Life Despite Dying
In the Good News of Matthew, Mark, Luke and John the resurrection is the greatest news. It is the most exciting piece in the Gospels. In our church calendar Easter occupies a special place and we live towards it and from it. At Easter the church sings: the Lord has risen! At Easter the church confesses: where, o death, is your victory? Where, o death, is your sting? We sing this on Sunday morning even while the hammer blows of Friday are still ringing in our heads. We stand on the stone that was rolled away, as it were, and we call triumphantly towards Golgotha: Jesus Christ is risen today, alleluia!
On Maundy Thursday everything is folded in darkness; Easter Sunday is all gleaming white.

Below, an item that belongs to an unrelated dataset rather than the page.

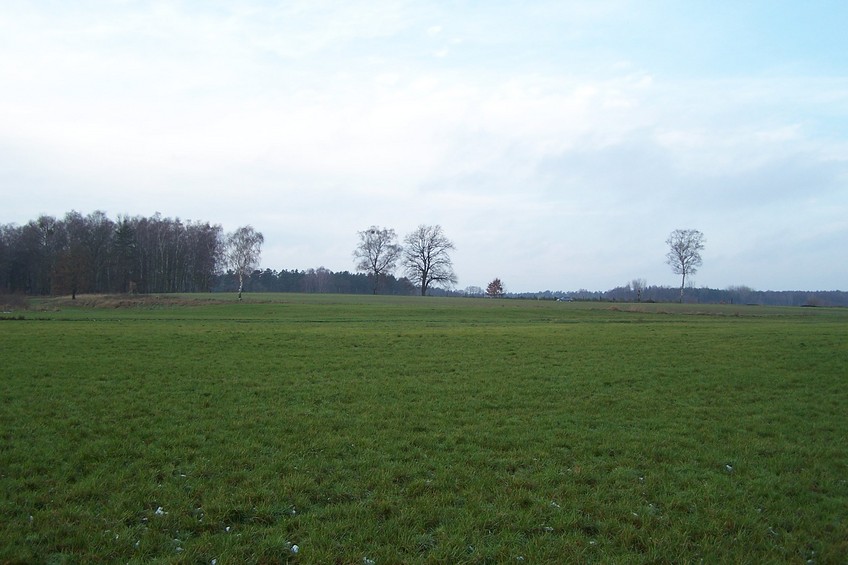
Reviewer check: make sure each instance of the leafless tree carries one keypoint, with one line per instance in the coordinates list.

That contrast gives me gooseflesh. It is a great pity that our Reformed tradition, at least in South Africa, denies our people so much. In our reaction to what Calvin called ‘Popish’ we are not even aware of Maundy Thursday. We miss those sacred moments in the upper room when the disciples must have realized for the first time that the cross was not to be avoided. We hardly feel any bond with the mystery of the last supper. In our iconoclastic enthusiasm we are more ‘Calvinistic’ than Biblical, so we celebrate the Last Supper on Good Friday morning, a sorry correction that is thoroughly wrong. And we don’t even mention the fact that Calvin never meant is that way.
On this point too, and on this day, we so often are not informed by Scripture but are deformed by pietism. On Good Friday we called to linger at the foot of the cross. We must give ourselves the time for silence and meditation. We must allow the mystery of the cross to inform and mould our thoughts. Why is there in some of our churches such an indecent haste to move from Good Friday to Easter Sunday? Through Scripture reading, song, and sermonizing we are hurried along the via dolorosa with scarcely time to feel the slow heart beat of the Passion.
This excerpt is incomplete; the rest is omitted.